S’il est un point qui aurait pu davantage être exploré, il s’agit du type de généralisation ou d’analogies possibles. Comment peut-on et doit-on passer de l’analyse microsociologique profuse et regorgeant de détails qui forgent les différences de parcours à une analyse d’ordre macrosociologique, plus systématique ? Autrement-dit que nous apprennent ces six cas sur le groupe social des « jeunes de cités » qui habitent dans d’autres quartiers, avec d’autres contextes sociaux, locaux, familiaux, générationnels. De même que l’appareillage conceptuel de la « reconversion » religieuse, peut-il s’avérer utile pour d’autres formes de socialisation, notamment politique ?

Cette lecture nous pousse à oser un parallèle, qu’il conviendrait de creuser davantage, entre les processus de l’engagement religieux et ceux de l’engagement politique. Et pour grossir sciemment le trait, les « candidats au départ » pour la Syrie d’aujourd’hui ne peuvent-ils pas être comparés, sur certains points, aux militants communistes et anarchistes qui ont rejoint les rangs républicains durant la guerre d’Espagne de 1936 ? [8].

 

Notes : 

[1] Voici la définition très étayée qu’en propose l’auteur :

la seconde zone est « un espace de relations et de représentations qui sanctionnent le fait de vivre à l’écart – dans et par l’illégalité. Elle consacre son appartenance à un groupe d’individus qui se sait à part. Le sens du jeu qui les réunit impose une coupure avec celles et ceux qui n’en sont pas. [...] L’action y remplace l’introspection, seul moyen de substituer à la déchéance morale l’excellence de son intelligence ou de sa compétence. C’est une façon de s’accommoder, par l’oubli, du "sale" et de la morale restreinte. Dans cet espace sont reconnus une application, des qualités et des engagements qui restent, ailleurs, honteux. En décrivant la "banalité du mal", Hannah Arendt remarque que le "refus de penser" permet de se détacher de toute intention morale en survalorisant le savoir-faire, dans une attitude tenant plus de la médiocrité et de la routine que de la méchanceté. Il y a, dans la seconde zone, quelque chose de l’ordre de cet automatisme pratique et de ce systématisme en acte. Il est motivé par le profit économique, repose sur un idéal contemporain : être à soi-même son propre principe » (p. 85).

[2] Ce terme renvoie aux travaux sur la sociologie de la déviance juvénile et il est employé comme un synonyme « d’économie informelle ».
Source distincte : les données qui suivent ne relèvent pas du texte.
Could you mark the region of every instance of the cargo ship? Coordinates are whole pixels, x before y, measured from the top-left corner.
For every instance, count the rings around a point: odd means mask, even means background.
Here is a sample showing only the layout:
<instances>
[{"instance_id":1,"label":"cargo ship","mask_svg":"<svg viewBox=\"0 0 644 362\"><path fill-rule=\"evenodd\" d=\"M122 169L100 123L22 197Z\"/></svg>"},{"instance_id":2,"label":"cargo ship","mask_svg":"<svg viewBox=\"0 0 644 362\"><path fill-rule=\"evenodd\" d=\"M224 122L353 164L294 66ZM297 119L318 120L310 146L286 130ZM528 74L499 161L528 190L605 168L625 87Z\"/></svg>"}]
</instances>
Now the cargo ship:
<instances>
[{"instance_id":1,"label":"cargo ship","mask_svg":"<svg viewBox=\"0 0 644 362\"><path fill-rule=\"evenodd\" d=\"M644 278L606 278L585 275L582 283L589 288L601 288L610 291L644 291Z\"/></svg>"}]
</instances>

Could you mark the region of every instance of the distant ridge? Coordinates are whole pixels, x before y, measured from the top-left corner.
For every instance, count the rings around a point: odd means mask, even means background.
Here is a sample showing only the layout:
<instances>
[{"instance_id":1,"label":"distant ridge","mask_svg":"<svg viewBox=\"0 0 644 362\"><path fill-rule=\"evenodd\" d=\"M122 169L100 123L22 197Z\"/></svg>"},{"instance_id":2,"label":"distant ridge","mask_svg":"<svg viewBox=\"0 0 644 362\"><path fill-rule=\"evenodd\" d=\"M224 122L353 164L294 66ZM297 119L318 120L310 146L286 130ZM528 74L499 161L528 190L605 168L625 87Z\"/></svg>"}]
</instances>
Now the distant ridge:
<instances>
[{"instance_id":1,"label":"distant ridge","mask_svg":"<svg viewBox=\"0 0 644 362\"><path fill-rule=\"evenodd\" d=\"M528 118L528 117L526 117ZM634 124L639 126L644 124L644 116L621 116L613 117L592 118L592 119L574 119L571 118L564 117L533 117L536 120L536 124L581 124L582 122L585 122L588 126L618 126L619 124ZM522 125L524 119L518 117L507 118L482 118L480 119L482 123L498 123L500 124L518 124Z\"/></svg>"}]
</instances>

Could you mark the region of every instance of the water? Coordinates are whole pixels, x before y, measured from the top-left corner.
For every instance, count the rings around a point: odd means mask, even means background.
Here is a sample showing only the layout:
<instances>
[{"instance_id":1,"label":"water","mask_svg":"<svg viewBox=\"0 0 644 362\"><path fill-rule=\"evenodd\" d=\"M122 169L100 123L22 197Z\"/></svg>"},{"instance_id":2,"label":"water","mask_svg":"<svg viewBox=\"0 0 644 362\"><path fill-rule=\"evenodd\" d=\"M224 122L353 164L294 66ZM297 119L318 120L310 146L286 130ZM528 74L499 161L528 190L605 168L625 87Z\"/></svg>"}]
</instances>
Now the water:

[3] Il s’agit d’une enquête post-mortem, d’Amédy Coulibaly, tristement célèbre pour avoir participé aux attentats de janvier 2015 en France.

[4] « Rester dans la rupture permanente est extrêmement coûteux, quasiment intenable. Le monopole d’une telle posture se solde inévitablement par une forme d’extinction de soi, comme le sacrifice ou la mort. […] L’épreuve du temps oblige, par conséquent, à dépasser la mise en scène et le slogan, à les mettre de côté pour en faire quelque chose » p. 138.

[5] Ian Hacking, Les Fous voyageurs, Les empêcheurs de penser en rond, 2002.

[6] Blom A., 2011, « Les «martyrs» jihadistes veulent-ils forcément mourir? », Revue française de science politique, 61, 5, p. 867‑891.

[7] Dans Grandir en Banlieue, Emmanuelle Santelli avait également montré que l’expérience de la stigmatisation et des discriminations sociales, résidentielles et ethno-raciales était commune à tous les enquêtés, toutes trajectoires confondues (personnes ayant entre 20 et 30 ans en 2003, ayant grandi dans un quartier de la banlieue lyonnaise, et descendants d’immigrés maghrébins).

[8] Comparaison à laquelle le sociologue Laurent Bonelli s’est essayé dans un article du Monde diplomatique : BONELLI Laurent, « Des brigadistes aux djihadistes, combattre à l’étranger », Le Monde diplomatique, N° 737, no 8, 7 octobre 2015, p. 22-23.